A recent seminar has attempted to better understand the landscape approach and how it can be made to work for the benefit of people and the planet.
A post on the blog of the Landscapes for People, Food and Nature initiative summarizes the Unraveling the landscape approach – are we on the right track? seminar held in Wageningen, the Netherlands on 17 September 2014.
Much of the discussion focused on the definition of a landscape and how it is perceived differently by different stakeholders, often depending on whether their motives are economic, cultural, social or ecological.
“The urgency of managing landscapes sustainably and equitably is growing, and this urgency is increasingly felt by policy makers, companies, and civil society,” says the article.

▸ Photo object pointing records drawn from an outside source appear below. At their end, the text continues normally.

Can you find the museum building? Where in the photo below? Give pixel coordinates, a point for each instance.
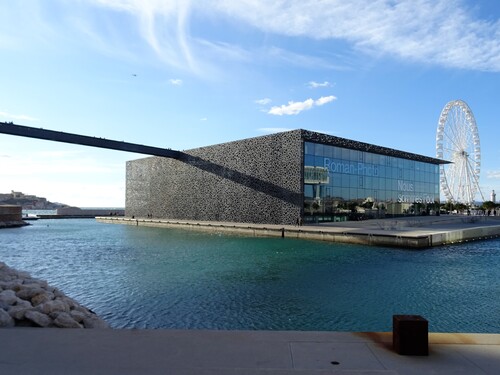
(284, 178)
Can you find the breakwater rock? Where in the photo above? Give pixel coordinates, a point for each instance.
(29, 302)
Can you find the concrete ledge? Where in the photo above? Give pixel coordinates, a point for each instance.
(362, 233)
(53, 351)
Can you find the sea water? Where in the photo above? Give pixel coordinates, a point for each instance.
(140, 277)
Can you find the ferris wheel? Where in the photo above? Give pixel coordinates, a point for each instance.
(457, 141)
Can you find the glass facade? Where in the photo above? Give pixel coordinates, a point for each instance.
(345, 184)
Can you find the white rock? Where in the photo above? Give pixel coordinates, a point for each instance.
(94, 322)
(8, 297)
(53, 306)
(28, 292)
(64, 320)
(18, 312)
(38, 318)
(78, 315)
(42, 298)
(6, 320)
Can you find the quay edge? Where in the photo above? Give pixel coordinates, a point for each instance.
(402, 233)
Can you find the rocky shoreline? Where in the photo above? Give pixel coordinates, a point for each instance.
(12, 224)
(30, 302)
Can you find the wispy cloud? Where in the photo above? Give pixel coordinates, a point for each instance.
(17, 117)
(315, 85)
(294, 108)
(264, 101)
(420, 30)
(175, 81)
(273, 130)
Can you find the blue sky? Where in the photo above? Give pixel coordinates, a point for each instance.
(185, 74)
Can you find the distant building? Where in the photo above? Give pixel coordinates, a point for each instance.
(284, 178)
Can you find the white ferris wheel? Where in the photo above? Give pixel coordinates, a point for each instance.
(457, 141)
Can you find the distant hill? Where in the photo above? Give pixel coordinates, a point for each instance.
(29, 202)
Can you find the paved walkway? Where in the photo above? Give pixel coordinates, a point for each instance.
(405, 232)
(71, 351)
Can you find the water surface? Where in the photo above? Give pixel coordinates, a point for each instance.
(139, 277)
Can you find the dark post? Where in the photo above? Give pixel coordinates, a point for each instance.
(410, 335)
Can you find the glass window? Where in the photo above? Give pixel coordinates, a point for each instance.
(345, 154)
(319, 149)
(309, 148)
(309, 160)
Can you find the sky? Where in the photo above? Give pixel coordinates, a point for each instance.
(183, 74)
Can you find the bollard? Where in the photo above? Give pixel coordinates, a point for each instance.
(410, 335)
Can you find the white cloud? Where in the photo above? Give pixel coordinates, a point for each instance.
(17, 117)
(294, 108)
(273, 130)
(314, 85)
(324, 100)
(71, 177)
(425, 31)
(264, 101)
(175, 81)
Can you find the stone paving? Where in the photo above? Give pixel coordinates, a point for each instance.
(54, 351)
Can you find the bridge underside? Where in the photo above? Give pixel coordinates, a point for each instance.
(51, 135)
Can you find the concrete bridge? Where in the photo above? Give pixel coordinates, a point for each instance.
(51, 135)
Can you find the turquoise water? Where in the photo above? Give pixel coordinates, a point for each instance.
(139, 277)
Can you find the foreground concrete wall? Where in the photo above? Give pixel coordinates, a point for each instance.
(256, 180)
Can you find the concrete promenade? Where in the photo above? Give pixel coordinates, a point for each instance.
(76, 351)
(405, 232)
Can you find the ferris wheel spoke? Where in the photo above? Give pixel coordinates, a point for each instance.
(457, 141)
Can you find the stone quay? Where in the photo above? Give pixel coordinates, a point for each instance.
(30, 302)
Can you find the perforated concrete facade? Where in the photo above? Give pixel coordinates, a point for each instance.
(257, 180)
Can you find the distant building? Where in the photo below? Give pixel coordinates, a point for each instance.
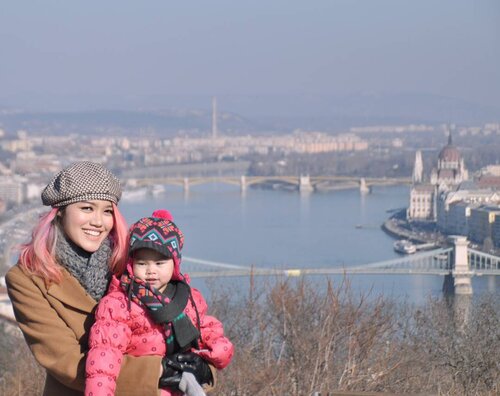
(450, 172)
(454, 207)
(481, 223)
(451, 168)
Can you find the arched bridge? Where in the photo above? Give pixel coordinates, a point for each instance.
(303, 183)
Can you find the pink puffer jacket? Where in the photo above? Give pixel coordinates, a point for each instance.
(118, 331)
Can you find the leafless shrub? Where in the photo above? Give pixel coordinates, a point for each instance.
(297, 339)
(19, 372)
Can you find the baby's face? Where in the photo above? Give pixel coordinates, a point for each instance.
(153, 267)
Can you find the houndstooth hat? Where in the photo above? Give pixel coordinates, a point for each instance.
(82, 181)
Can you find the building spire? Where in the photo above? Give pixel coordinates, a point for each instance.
(214, 117)
(418, 168)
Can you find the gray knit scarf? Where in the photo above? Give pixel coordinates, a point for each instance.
(90, 269)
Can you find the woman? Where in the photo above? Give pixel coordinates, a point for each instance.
(64, 271)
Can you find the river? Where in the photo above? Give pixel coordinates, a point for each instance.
(285, 230)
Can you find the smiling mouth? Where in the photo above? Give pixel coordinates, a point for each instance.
(92, 232)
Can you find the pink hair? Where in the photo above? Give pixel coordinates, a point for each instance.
(37, 257)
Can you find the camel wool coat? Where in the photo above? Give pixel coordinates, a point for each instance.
(56, 321)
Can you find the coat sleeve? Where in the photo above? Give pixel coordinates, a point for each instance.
(215, 347)
(108, 341)
(57, 349)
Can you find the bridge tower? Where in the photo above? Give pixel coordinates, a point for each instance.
(243, 183)
(363, 187)
(461, 273)
(305, 185)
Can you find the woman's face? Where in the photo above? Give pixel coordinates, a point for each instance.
(88, 223)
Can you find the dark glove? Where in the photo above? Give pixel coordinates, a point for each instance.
(172, 373)
(194, 364)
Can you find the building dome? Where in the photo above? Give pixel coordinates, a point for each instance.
(449, 153)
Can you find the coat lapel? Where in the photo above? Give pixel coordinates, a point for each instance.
(70, 292)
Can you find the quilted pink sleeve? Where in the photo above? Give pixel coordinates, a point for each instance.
(109, 337)
(215, 348)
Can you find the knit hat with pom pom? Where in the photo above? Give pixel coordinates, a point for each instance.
(159, 233)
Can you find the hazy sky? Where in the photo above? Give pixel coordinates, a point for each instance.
(84, 49)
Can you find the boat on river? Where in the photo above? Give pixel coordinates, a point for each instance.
(404, 246)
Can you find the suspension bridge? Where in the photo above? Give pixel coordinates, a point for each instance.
(456, 263)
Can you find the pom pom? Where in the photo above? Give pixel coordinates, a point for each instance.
(163, 214)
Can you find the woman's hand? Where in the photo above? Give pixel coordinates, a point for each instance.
(171, 373)
(194, 364)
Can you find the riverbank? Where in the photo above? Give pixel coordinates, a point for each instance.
(398, 227)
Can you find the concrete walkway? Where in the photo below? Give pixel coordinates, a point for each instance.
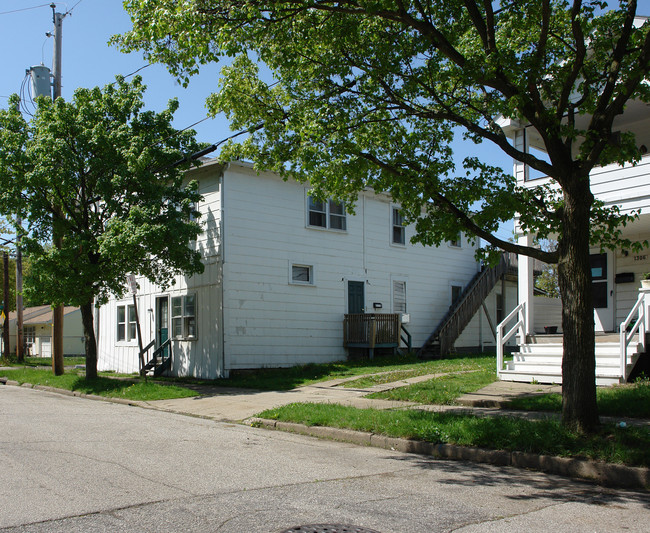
(237, 405)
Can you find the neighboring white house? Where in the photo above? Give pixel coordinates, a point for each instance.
(37, 331)
(621, 307)
(281, 271)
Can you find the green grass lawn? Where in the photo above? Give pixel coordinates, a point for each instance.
(630, 445)
(631, 400)
(389, 369)
(74, 380)
(43, 361)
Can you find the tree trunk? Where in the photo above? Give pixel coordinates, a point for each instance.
(579, 410)
(91, 343)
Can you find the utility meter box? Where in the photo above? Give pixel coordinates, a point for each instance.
(41, 81)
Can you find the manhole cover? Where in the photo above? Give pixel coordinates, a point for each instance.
(329, 528)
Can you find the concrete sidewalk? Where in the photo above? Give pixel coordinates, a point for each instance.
(235, 405)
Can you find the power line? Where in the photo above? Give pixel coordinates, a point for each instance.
(26, 9)
(69, 11)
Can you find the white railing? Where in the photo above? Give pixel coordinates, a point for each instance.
(502, 337)
(640, 326)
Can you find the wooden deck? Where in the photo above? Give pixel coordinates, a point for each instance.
(371, 330)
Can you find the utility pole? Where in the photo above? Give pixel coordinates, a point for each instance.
(5, 326)
(57, 312)
(20, 353)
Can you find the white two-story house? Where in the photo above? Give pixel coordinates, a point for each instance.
(281, 272)
(620, 304)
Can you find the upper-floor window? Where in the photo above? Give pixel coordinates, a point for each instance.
(184, 316)
(399, 231)
(457, 241)
(399, 296)
(456, 292)
(328, 214)
(302, 274)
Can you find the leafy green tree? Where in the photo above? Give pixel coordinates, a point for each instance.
(99, 173)
(369, 93)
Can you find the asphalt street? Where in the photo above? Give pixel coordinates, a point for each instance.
(72, 464)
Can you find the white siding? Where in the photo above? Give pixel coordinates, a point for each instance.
(271, 322)
(478, 335)
(250, 313)
(202, 357)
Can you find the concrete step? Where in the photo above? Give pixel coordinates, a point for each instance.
(552, 378)
(602, 349)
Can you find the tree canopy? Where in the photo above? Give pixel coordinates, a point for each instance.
(101, 174)
(369, 93)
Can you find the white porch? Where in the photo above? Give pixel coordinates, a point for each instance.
(539, 358)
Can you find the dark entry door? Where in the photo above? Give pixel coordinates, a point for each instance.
(356, 297)
(162, 322)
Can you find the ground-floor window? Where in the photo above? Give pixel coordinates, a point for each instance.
(29, 334)
(126, 323)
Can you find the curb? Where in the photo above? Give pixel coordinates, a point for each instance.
(66, 392)
(608, 475)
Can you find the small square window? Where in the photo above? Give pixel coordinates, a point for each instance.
(328, 214)
(302, 274)
(184, 316)
(457, 241)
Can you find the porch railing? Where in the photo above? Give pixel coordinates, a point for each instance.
(371, 330)
(503, 336)
(638, 325)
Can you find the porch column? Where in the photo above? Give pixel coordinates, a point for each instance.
(525, 284)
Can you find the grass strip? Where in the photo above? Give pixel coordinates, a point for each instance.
(42, 361)
(298, 376)
(444, 390)
(74, 380)
(630, 400)
(630, 445)
(456, 363)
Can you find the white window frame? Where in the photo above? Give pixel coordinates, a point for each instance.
(292, 281)
(398, 279)
(188, 321)
(29, 334)
(456, 243)
(394, 226)
(452, 285)
(129, 324)
(327, 213)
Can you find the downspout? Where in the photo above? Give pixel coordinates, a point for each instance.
(222, 260)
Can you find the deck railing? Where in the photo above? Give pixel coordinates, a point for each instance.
(503, 336)
(371, 330)
(639, 325)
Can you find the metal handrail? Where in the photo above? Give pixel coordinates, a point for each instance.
(503, 338)
(640, 326)
(407, 340)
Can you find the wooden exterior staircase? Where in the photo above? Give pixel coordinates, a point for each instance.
(441, 341)
(161, 359)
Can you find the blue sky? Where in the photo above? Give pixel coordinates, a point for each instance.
(89, 61)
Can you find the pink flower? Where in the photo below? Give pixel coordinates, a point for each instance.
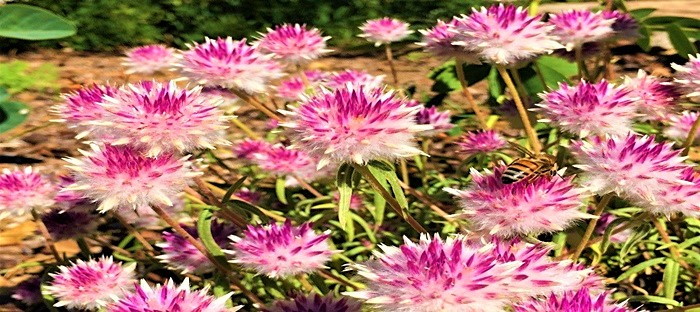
(484, 141)
(573, 301)
(656, 99)
(279, 250)
(83, 106)
(679, 126)
(576, 27)
(545, 204)
(148, 59)
(355, 124)
(435, 275)
(385, 30)
(21, 191)
(294, 43)
(505, 34)
(356, 77)
(440, 121)
(590, 108)
(170, 297)
(635, 168)
(625, 26)
(163, 118)
(182, 256)
(91, 285)
(687, 76)
(118, 176)
(230, 64)
(315, 303)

Meine van Noordwijk, Chief Science Advisor with the World Agroforestry Centre, spoke about how forests and farms occur as mosaics, so we must acknowledge this in our policies and practices.
Participants at the seminar agreed on the need to break out of narrow sectoral approaches; consider the multiple functions of landscapes; engage local land users in identifying problems, making decisions, following up and monitoring; and that scale must be considered - from households to the national and even global level - each in its own merit.
The absence of a clear understanding on how to measure success in landscape approaches was acknowledged by participations. It was suggested that lessons could be learnt from looking back to a wealth of past landscape-level projects that provide a rich source for evaluating what went right, what went wrong and what should be done better.
“We should not shy away from radical action,” says the article, calling for the principles that underlie the landscape approach to be operationalized and efforts to be scaled up.